Play Hardspace: Shipbreaker if you want to see what that’d probably look like, considering our current trajectory
Beltalowda!
Will never happen. Human flesh is not meant to live outside Earth. It’s just fairy tales.
Interesting, I’m of the opposite mind: I think it’s inevitable that we will inhabit places outside earth. Time is long, technology keeps getting better, space on earth keeps getting smaller, and there’s only one way we escape the consumption of earth by the eventual expansion of the sun. We just have to make sure not to destroy ourselves here first (a tall order, it seems as of lately).
Only if you ignore the opportunity cost—i.e., the number of terrestrial jobs that could have been created with the same investment.
Depends on the time frame. In the period immediately following such a venture, sure, but if you actually properly establish settlement off earth, the total resource base and thus carrying capacity of civilization as a whole increases and continues to increase until we either hit the limits of that part of the universe one can theoretically reach (which is so big as to make the entire earth less than a speck of dust by comparison), you decide to just stop space colonization (which gets more difficult the further on you go, because the number of potential polities to launch a new mission increases the more space is populated), or you find yourself boxed in by alien civilizations in all directions (since we haven’t seen any, they’re most likely far enough apart on average for this to still leave an extremely vast chunk of space). A hypothetical spacefairing civilization should be able to reach sizes so vast that it would be physically impossible to create enough jobs on just one planet to equal it, even with just this solar system even.

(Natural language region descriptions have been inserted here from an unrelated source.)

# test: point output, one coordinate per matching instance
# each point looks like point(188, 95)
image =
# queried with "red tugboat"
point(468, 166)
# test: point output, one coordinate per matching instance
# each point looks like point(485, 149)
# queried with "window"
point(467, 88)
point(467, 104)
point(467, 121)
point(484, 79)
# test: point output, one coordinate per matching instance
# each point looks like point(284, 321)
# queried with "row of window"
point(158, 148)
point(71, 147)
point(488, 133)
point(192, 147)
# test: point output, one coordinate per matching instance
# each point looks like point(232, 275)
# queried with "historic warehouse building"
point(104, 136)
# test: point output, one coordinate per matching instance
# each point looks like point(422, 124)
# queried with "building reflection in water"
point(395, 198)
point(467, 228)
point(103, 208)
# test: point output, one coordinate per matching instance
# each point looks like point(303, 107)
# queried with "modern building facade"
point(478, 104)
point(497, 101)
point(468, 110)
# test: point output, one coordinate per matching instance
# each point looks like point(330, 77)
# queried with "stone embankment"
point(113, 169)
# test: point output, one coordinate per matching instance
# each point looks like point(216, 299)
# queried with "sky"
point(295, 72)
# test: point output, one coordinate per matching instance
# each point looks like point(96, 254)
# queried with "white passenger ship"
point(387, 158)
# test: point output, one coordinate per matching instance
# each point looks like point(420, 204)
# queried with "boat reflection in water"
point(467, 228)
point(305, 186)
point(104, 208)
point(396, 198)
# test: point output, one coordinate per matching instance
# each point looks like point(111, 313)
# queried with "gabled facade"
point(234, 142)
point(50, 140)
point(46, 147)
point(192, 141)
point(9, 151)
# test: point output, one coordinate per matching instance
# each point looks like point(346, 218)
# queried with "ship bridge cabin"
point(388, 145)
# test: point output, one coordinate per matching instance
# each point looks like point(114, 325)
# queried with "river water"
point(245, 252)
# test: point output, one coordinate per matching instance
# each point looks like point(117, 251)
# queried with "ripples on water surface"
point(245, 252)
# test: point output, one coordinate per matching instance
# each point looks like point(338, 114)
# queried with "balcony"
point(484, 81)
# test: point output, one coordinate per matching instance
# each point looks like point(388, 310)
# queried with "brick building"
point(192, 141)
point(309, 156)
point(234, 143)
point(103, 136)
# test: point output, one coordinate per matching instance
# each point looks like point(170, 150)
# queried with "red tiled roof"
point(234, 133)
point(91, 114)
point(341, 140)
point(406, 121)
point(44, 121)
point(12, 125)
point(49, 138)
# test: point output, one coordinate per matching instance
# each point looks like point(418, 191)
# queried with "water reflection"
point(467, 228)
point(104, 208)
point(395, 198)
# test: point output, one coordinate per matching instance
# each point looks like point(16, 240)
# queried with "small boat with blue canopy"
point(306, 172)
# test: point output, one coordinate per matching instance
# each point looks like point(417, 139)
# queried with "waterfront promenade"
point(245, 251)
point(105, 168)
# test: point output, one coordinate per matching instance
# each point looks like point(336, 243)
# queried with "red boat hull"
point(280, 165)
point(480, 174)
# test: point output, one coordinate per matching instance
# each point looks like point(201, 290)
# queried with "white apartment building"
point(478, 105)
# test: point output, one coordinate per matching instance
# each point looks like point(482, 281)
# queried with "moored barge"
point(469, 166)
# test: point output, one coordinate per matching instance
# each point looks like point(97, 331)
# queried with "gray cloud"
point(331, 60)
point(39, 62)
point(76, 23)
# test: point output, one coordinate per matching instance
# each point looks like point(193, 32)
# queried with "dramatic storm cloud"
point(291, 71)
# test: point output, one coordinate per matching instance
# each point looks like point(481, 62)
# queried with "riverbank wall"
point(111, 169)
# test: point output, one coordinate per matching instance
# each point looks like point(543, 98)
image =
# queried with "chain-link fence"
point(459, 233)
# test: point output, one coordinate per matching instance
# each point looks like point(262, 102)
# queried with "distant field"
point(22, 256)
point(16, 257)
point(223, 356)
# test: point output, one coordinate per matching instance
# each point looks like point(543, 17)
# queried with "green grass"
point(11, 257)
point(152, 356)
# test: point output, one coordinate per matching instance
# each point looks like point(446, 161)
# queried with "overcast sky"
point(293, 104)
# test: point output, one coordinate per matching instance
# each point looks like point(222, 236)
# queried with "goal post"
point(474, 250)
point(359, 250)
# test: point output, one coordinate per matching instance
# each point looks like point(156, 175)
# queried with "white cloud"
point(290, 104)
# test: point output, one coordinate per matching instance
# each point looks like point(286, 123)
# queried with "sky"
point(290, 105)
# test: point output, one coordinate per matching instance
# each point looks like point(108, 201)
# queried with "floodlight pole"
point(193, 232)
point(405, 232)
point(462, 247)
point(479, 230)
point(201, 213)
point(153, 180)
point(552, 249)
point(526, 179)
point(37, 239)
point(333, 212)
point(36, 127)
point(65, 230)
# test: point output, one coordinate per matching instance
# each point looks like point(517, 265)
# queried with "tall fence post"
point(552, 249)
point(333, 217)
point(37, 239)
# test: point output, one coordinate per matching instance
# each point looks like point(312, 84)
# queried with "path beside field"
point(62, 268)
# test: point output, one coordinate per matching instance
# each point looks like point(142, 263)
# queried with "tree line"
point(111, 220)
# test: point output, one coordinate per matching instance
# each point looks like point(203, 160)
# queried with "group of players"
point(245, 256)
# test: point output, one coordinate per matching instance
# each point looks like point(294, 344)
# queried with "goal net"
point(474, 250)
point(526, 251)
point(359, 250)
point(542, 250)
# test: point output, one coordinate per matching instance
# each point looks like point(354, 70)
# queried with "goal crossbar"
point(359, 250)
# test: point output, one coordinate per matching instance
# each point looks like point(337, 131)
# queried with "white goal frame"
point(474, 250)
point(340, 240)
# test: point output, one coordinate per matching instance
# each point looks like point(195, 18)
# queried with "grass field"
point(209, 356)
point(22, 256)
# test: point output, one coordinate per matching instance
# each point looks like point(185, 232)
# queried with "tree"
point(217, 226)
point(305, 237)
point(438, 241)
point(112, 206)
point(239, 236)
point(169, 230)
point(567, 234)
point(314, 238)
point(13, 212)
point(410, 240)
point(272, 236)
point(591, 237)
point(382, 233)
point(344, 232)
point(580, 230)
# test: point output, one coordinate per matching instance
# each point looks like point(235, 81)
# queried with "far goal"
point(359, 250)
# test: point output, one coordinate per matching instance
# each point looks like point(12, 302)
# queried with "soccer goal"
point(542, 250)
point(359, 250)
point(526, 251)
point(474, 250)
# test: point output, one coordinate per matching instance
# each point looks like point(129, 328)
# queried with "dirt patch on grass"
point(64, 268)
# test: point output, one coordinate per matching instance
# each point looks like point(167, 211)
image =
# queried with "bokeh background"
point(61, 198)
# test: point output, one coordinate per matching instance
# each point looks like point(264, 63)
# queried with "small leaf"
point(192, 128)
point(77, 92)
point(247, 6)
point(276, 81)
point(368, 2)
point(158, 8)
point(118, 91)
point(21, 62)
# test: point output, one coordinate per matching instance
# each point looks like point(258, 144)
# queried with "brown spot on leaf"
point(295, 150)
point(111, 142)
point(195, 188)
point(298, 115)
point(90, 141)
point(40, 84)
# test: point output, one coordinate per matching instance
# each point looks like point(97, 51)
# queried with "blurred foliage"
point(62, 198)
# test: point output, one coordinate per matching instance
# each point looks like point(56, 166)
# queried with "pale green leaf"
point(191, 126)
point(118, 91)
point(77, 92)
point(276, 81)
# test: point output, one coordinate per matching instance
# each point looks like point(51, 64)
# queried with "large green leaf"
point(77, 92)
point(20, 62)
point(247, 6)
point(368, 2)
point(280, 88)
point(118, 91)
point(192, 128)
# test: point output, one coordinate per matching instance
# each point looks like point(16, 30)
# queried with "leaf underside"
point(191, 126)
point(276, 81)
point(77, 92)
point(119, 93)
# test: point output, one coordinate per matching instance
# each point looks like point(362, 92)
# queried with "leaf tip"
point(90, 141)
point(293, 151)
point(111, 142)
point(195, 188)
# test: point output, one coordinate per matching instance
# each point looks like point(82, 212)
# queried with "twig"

Job creation by itself is not exactly the best motivation to pursue this though, since the jobs created will after the initial period be generally far away and therefore not likely to be worked by anyone except the people that end up in those colonies, who wouldn’t even exist otherwise.
Yeah—“job creation” only makes sense in the timeframe of making incremental changes to industry to adjust to changes in the labor pool. On the timeframe of decisions that alter future demographics, “job creation” is a distorted and detrimental lens.
As every new thing.
AI, for example, has created a a brand new job: Vibe Coding Corrector/fixer, people hire to fix the fuck ups of the AI and vibe coders.
Great, we’re already fucking up this planet let’s go fuck up the rest of the solar system too.
Most of the solid bodies in the solar system are literally a bunch of airless, irradiated, toxic rocks, with either no life at all or potentially some rare bacteria-like stuff hidden somewhere we haven’t been able to conclusively examine yet. They already are in a more “fucked up” state than even the most polluted wasteland we’ve created on earth. What could we possibly do to them to mess them up further?
Life… uhh… finds a way
Its current “fucked up” state is also its natural state, relatively uninfluenced by humans for the entirety of existence.
I don’t doubt our ability to act brashly and fuck something up to the point of impacting life back here on Earth or screw things up for others out there in the cosmos.